Active Learning of SVDD Hyperparameter Values
This work addresses a critical bottleneck in outlier detection for practitioners by offering a more reliable and automated alternative to existing heuristic hyperparameter selection methods, though it is incremental as it builds on kernel alignment and active learning concepts.
The paper tackles the problem of selecting hyperparameter values for Support Vector Data Description (SVDD) in outlier detection, which is currently addressed by heuristic methods with unclear conditions. The proposed LAMA method provides principled, evidence-based estimates for both SVDD hyperparameters, outperforming state-of-the-art competitors in experiments and achieving results close to the empirical upper bound in several cases.

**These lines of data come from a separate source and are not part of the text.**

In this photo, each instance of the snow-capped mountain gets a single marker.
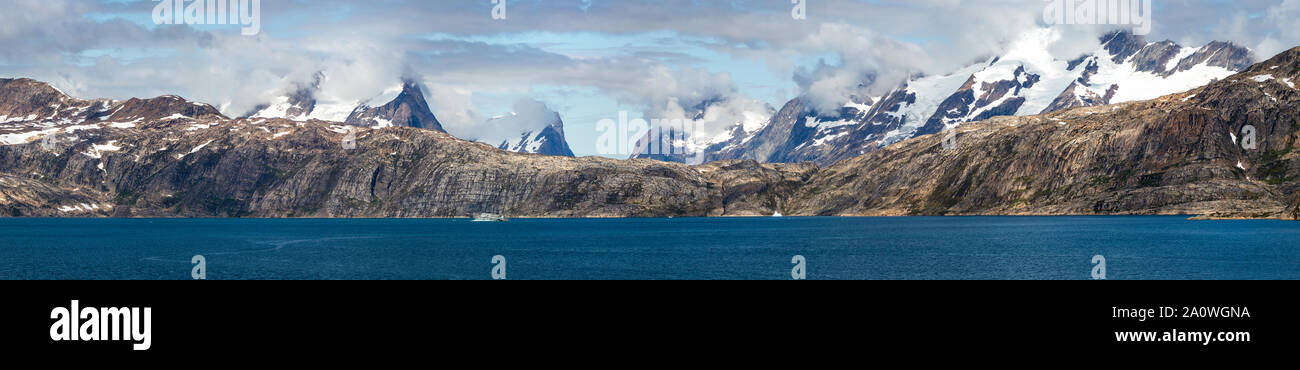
(714, 126)
(297, 105)
(407, 109)
(1027, 79)
(538, 131)
(547, 140)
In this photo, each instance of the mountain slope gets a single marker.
(1025, 81)
(1175, 155)
(217, 166)
(407, 109)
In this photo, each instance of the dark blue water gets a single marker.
(683, 248)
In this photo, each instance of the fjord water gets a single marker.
(646, 248)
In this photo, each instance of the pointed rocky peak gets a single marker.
(407, 109)
(1122, 44)
(298, 104)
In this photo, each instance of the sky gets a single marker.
(588, 60)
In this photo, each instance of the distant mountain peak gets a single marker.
(1025, 81)
(407, 109)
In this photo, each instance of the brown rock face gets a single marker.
(1177, 155)
(1184, 153)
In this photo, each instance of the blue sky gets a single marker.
(586, 60)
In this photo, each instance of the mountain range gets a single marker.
(1022, 82)
(1223, 149)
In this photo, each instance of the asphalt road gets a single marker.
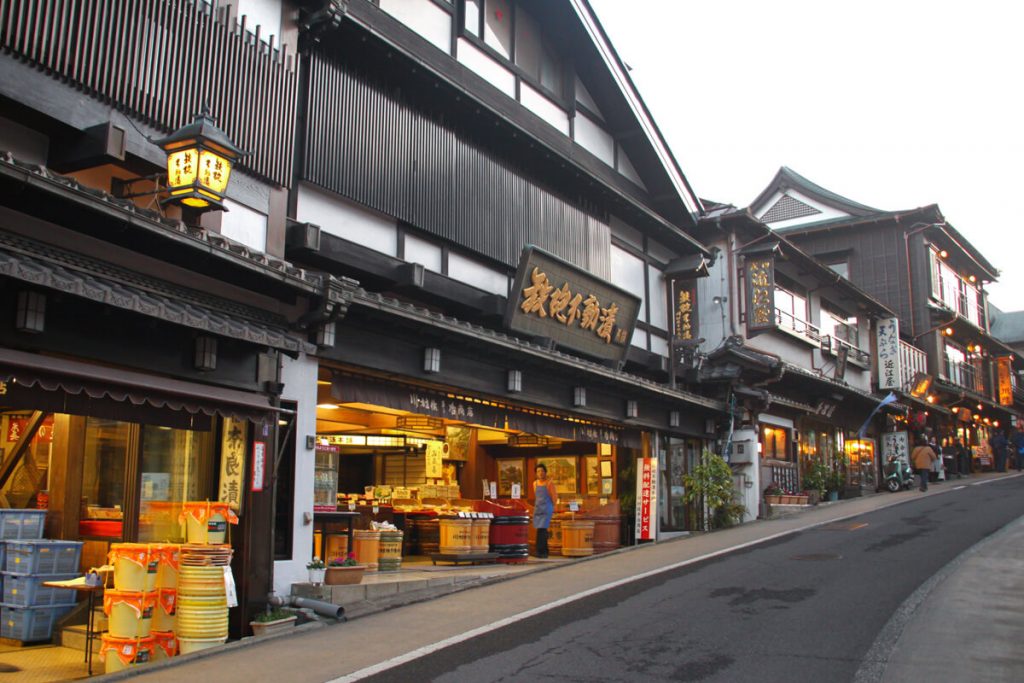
(803, 607)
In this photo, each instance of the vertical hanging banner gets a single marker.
(646, 516)
(232, 463)
(760, 294)
(1004, 370)
(887, 340)
(259, 465)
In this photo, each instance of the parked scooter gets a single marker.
(898, 474)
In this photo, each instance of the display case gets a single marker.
(326, 479)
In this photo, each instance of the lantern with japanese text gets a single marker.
(200, 157)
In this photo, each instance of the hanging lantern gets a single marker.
(200, 157)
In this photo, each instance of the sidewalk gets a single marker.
(393, 636)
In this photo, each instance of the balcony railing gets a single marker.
(911, 360)
(790, 322)
(161, 60)
(967, 376)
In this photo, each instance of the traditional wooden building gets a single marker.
(937, 352)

Support Vector Data Description is a popular method for outlier detection. However, its usefulness largely depends on selecting good hyperparameter values -- a difficult problem that has received significant attention in literature. Existing methods to estimate hyperparameter values are purely heuristic, and the conditions under which they work well are unclear. In this article, we propose LAMA (Local Active Min-Max Alignment), the first principled approach to estimate SVDD hyperparameter values by active learning. The core idea bases on kernel alignment, which we adapt to active learning with small sample sizes. In contrast to many existing approaches, LAMA provides estimates for both SVDD hyperparameters. These estimates are evidence-based, i.e., rely on actual class labels, and come with a quality score. This eliminates the need for manual validation, an issue with current heuristics. LAMA outperforms state-of-the-art competitors in extensive experiments on real-world data. In several cases, LAMA even yields results close to the empirical upper bound.